El final de Los muertos, de James Joyce, es capaz de hacer que se nos salten las lágrimas:
La nieve caía sobre todos los lugares de la oscura llanura central, sobre las colinas sin árboles, caía dulcemente sobre el pantano de Allen y, más hacia el oeste, caía suavemente en las oscuras olas amotinadas del Shannon. Caía también sobre todos los lugares del solitario cementerio en la colina donde Michael Furey yacía enterrado. Yacía apelmazada en las cruces y lápidas torcidas, en las lanzas de la pequeña cancela, en los abrojos estériles. Su alma se desvaneció lentamente al escuchar el dulce descenso de la nieve a través del universo, su dulce caída, como el descenso de la última postrimería, sobre todos los vivos y los muertos.
¿De qué manera lo consigue?
El texto equipara a vivos y muertos, como hace Jorge Manrique en las Coplas a la muerte de su padre, y los acomoda bajo la nieve, como manto que unifica. El paisaje entristece al lector cuando imagina la tumba solitaria de Michael Furey, que murió de amor por Greta y que continúa abandonado, cubierta de un color blanco puro y convertida en representación sustancial de la vida que desampara a los que quedan; porque su recuerdo, el de Michael, todavía emociona a Greta hasta el llanto y provoca celos en su marido.

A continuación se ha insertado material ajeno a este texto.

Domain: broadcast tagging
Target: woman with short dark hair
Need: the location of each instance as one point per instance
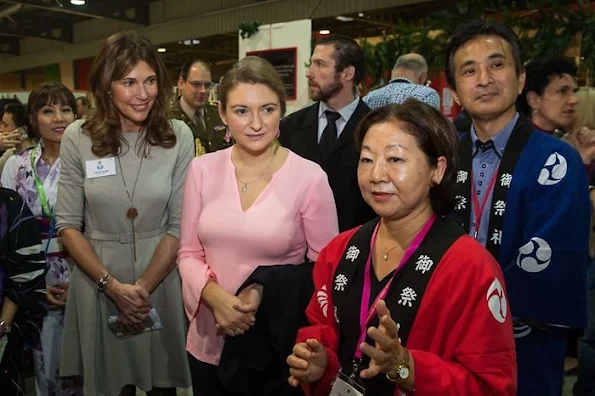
(122, 176)
(407, 302)
(34, 174)
(15, 120)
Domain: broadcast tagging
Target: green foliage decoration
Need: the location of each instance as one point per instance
(249, 29)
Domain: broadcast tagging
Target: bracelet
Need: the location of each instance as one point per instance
(103, 282)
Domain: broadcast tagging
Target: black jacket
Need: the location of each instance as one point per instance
(253, 364)
(299, 133)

Por otro lado, las olas sublevadas del río Shannon desafían las aguas estancadas del Allen y la nieve los envuelve a ambos de igual forma, para recordarle al hombre que el mundo continúa latiendo pese a todo y que puede seguir pesaroso o renacer. El cielo derrama tantas lágrimas como en otro tiempo había sido capaz de retener, cuando Furey perdió la vida, y esa imagen libera a quien lee y le devuelve su adormilada aflicción. Ante el dolor no hay estados y el dolor puede prolongar la vida de un muerto o llevar hasta la muerte a quienes sobreviven.